Masters Theses

Date of Award

8-1987

Degree Type

Thesis

Degree Name

Master of Science

Major

Nuclear Engineering

Major Professor

R. B. Perez

Committee Members

P. F. Pasqua, D. G. Cacuci

Abstract

The purpose of this work is the precise determination of the 238U capture yield (i.e., the probability of neutron absorption) as a function of neutron energy with the highest available neutron energy resolution. The motivation for the undertaking of such a complex and lengthy task arises from the central role played by the 238U neutron capture process in the calculation of the neutron balance of both thermal reactors and fast breeder reactors. Requirements from the reactor design community for improved understanding and representation of the 238U neutron capture led the Nuclear Energy Agency Nuclear Data Committee (NEANDC) to set up the 238U Task Force to evaluate the available 238U neutron capture data. This NEANDC task force recommended that a new high energy resolution measurement of the 238U capture yield should be performed. With this added incentive, a cooperative program was initiated between the Oak Ridge National Laboratory and the University of Tennessee Nuclear Engineering Department to perform the present measurement using the Oak Ridge Electron Linear Accelerator (ORELA) facility.

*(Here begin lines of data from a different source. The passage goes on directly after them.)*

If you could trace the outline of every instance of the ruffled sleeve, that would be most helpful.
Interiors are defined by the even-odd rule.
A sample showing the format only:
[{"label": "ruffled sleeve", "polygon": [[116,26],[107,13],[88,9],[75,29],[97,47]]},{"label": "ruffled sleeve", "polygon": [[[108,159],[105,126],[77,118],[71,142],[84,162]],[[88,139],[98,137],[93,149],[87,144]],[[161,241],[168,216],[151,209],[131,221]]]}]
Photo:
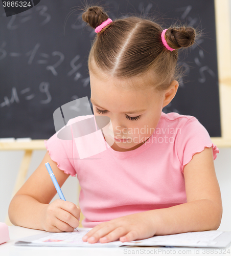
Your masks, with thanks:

The pulsed beam of neutrons from the ORELA facility is collimated on a sample of 238U. The neutron capture rate in the sample is measured, as a function of neutron time-of-flight (TOP), by detecting the gamma rays from the 238U(n, γ)239U reaction with a large gamma-ray detector surrounding the 238U sample. At each energy, the capture yield is proportional to the observed capture rate divided by the measured intensity of the neutron beam. The constant of proportionality (the normalization constant) is obtained as the ratio of theoretical to experimentally measured areas under small 238U resonances where the resonance parameters have been determined from high resolution 238U transmission measurements. The cross section for the reaction 238U(n, γ)239U can be derived from the measured capture yield if one applies appropriate corrections for multiple scattering and resonance self-shielding.

Use of fast electronics and the 150-meter flight-path station at ORELA resulted in the world's highest energy resolution measurement of the 238U neutron capture yield. This feature of the present work will allow the extension of the resolved resonance region in 238U from its current limit of 4 keV up to 20 keV. In addition, some 200 new 238U neutron resonances in the energy range from 250 ev to 10 keV have been discovered which had not been detected in previous measurements. These results are truly of historic importance in regard to both reactor design and the wealth of information they provide for the understanding of the structure of the (238U + n) compound nucleus.